HELGE SVERREAll-stack Developer
Bergen, Norwayv13.0
est. 2012  |  300+ repos  |  4000+ contributions
Tools  |   Theme:
How LLMs Actually Work
What large language models are, how they generate text, and why they behave the way they do.

What is a language model?

A language model is a program that predicts what text comes next. Given the words "The cat sat on the," it assigns probabilities to every possible next word -- "mat" might get 12%, "floor" might get 8%, "roof" might get 3%, and so on.

A large language model (LLM) is a language model with billions of internal parameters, trained on massive amounts of text. The "large" refers to the size of the model, not the size of its output.
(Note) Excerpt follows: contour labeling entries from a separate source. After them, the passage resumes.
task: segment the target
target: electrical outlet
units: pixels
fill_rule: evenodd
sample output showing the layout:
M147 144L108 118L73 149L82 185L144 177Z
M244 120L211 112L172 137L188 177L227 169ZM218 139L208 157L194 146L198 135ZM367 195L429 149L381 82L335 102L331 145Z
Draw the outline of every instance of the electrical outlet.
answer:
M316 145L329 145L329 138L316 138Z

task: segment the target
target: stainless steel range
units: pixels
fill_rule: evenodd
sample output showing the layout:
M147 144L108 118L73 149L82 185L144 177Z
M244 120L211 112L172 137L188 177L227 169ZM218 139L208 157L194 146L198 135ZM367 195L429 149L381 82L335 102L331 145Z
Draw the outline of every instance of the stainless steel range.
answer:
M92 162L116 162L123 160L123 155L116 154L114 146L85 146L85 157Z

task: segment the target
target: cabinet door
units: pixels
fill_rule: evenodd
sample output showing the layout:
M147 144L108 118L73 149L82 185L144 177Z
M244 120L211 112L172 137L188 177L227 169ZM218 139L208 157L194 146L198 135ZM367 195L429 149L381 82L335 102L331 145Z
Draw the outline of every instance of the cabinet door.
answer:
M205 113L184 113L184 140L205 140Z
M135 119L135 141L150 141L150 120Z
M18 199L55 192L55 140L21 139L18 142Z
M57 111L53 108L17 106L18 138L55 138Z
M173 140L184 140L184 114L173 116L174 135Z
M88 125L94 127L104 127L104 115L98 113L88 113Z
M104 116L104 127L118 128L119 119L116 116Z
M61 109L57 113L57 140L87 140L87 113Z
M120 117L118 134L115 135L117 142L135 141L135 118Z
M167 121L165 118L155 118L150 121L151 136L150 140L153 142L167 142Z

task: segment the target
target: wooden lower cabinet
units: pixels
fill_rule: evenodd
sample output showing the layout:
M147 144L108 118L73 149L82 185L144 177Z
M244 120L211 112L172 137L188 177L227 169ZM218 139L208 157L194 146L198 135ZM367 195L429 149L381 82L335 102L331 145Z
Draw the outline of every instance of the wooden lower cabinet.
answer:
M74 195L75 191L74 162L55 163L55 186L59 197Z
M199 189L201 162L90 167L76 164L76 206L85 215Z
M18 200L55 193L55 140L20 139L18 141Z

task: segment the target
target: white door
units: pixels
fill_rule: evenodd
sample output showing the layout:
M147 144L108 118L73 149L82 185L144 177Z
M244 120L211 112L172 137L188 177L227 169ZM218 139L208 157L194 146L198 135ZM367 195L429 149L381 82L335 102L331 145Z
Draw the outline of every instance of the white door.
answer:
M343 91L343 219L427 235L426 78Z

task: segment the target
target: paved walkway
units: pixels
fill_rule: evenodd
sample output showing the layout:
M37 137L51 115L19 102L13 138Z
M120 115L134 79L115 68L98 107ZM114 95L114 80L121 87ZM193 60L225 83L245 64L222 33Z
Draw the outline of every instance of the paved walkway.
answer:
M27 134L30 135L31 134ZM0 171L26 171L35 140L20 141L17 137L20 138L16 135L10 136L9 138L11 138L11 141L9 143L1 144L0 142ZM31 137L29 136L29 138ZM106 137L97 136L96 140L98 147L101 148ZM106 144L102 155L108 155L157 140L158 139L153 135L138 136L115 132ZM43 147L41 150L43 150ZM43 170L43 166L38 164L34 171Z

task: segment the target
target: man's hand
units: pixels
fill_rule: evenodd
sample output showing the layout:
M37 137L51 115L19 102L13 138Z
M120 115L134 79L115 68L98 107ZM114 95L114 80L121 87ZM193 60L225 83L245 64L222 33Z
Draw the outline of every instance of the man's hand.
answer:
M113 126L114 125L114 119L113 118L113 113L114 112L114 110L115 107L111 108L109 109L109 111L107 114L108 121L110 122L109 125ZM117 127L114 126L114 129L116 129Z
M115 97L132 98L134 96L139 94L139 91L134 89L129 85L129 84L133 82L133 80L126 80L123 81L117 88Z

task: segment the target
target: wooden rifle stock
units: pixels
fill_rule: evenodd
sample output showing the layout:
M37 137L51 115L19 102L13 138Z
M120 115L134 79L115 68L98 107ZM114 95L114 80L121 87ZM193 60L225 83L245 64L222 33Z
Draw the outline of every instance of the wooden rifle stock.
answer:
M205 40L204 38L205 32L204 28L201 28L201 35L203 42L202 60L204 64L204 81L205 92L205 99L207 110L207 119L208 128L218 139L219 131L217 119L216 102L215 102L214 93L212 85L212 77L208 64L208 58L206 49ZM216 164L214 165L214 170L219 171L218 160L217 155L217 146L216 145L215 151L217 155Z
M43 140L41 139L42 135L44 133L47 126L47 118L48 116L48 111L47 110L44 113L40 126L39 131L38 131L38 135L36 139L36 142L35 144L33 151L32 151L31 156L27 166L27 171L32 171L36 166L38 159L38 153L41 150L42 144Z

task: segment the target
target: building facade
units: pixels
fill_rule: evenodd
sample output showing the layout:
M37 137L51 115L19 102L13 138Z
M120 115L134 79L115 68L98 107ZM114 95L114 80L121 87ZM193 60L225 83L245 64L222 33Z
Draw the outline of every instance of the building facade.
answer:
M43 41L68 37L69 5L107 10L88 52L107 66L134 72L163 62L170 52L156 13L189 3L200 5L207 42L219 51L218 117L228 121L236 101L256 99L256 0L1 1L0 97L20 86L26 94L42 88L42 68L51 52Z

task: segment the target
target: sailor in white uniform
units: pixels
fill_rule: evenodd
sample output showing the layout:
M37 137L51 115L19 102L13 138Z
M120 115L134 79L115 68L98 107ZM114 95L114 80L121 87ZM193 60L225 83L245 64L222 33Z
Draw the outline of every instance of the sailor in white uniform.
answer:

At its core, an LLM does one thing: given a sequence of text, predict the most likely continuation. Everything else -- conversations, code generation, summarization, translation -- emerges from this single capability applied at scale.

Tokens

LLMs don't read words or characters. They work with tokens, which are chunks of text that fall somewhere between characters and words. A common word like "hello" might be one token. A less common word like "tokenization" might be split into "token" + "ization." A rare or technical word might be split into even smaller pieces.

Simple sentence6 tokens
The cat sat on the mat
Subword splitting6 tokens
unbelievably impressive tokenization
Code6 tokens
console.log('hello')
Numbers & symbols9 tokens
The price is $42.99 per unit

Tokenization is the process of converting raw text into these chunks. Each model has its own tokenizer -- a fixed vocabulary of tokens it was trained with. GPT-4 has roughly 100,000 tokens in its vocabulary. The tokenizer splits any input text into a sequence of tokens from this vocabulary, and the model processes those tokens one at a time.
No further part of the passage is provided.